Under the proposed rulemaking, a firm will be able to place a temporary hold (although it will have no duty to do so) on an account of investors aged 65 or older "where there is a reasonable belief of financial exploitation." This proposal will also amend FINRA's customer account information rule to require firms to make a reasonable effort to obtain the name and contact information for a "trusted contact person" when an account is opened.

Of course, this proposed rule will not work if the "trusted contact person" is the person trying to steal the elder client blind. Nevertheless, this proposed rule is a step in the right direction.

Throughout the many years that I have represented broker-dealers and investment advisors, I have frequently witnessed the unfortunate reality of financial exploitation by family members and friends.

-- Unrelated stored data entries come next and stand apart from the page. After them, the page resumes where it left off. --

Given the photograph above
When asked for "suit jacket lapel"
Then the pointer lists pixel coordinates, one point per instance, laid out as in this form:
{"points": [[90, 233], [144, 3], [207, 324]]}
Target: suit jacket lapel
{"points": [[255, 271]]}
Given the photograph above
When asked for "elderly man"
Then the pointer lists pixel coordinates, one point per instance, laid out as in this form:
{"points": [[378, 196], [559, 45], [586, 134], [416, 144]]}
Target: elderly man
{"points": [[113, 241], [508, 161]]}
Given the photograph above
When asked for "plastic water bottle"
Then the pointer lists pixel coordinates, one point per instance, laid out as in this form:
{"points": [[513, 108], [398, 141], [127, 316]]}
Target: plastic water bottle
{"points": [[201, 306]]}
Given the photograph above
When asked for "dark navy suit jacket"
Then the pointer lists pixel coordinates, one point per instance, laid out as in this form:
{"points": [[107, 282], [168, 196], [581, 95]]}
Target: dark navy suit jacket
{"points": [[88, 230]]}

This proposed rule will provide a safe harbor for broker-dealers who place a temporary hold on a suspected account.

This proposed rule will be subject to a period of comment before it can be adopted. Either way, it is a step in the right direction. All too often, family members look at the broker-dealer to explain how it let someone exploit an elderly family member and customer when the firm had nothing to do with it.

Under this rule, a firm can at least take some action, albeit on a temporary basis, to stop suspected financial exploitation. Hopefully, that will insulate broker-dealers who are not complicit in the exploitation from being handed the bill of the fraudster.